The Prince of Wales's birthday up the country was celebrated as usual thereaway by the annual horse races on the Wyambeet course, about fourteen miles from Caddagat.

The holding of these races was an elderly institution, and was followed at night by a servants' ball given by one of the squatters. Last year it had been Beecham's ball, the year before Bossier's, and this year it was to take place in the woolshed of James Grant of Yabtree. Our two girls, the gardener, and Joe Slocombe the groom were to be present, as also were all the other employees about. Nearly everyone in the district—masters and men—attended the races. We were going, Frank Hawden volunteering to stay and mind the house.

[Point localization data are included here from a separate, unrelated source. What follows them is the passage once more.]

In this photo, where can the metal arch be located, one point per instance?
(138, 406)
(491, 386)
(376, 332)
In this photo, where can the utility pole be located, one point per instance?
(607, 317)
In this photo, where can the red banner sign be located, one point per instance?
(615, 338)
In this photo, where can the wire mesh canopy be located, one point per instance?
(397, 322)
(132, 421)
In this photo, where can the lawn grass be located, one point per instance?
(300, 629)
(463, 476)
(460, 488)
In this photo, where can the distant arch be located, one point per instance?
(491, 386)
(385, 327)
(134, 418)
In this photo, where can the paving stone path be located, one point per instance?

We started at nine o'clock. Grannie and Uncle Boss sat in the front seat of the buggy, and Aunt Helen and I occupied the back. Uncle always drove at a good round gallop. His idea was to have good horses, not donkeys, and not to spare them, as there were plenty more to be had any day. On this morning he went off at his usual pace. Grannie urged as remonstrance that the dust was fearful when going at that rate. I clapped my hands and exclaimed, “Go it, Mr. Bossier! Well done, Uncle Jay-Jay! Hurrah for Clancy!”

Uncle first said he was glad to see I had the spirit of an Australian, and then threatened to put my nose above my chin if I failed to behave properly. Grannie remarked that I might have the spirit of an Australian, but I had by no means the manners of a lady; while Aunt Helen ventured a wish that I might expend all my superfluous spirits on the way, so that I would be
enabled to deport myself with a little decorum when we arrived at the racecourse.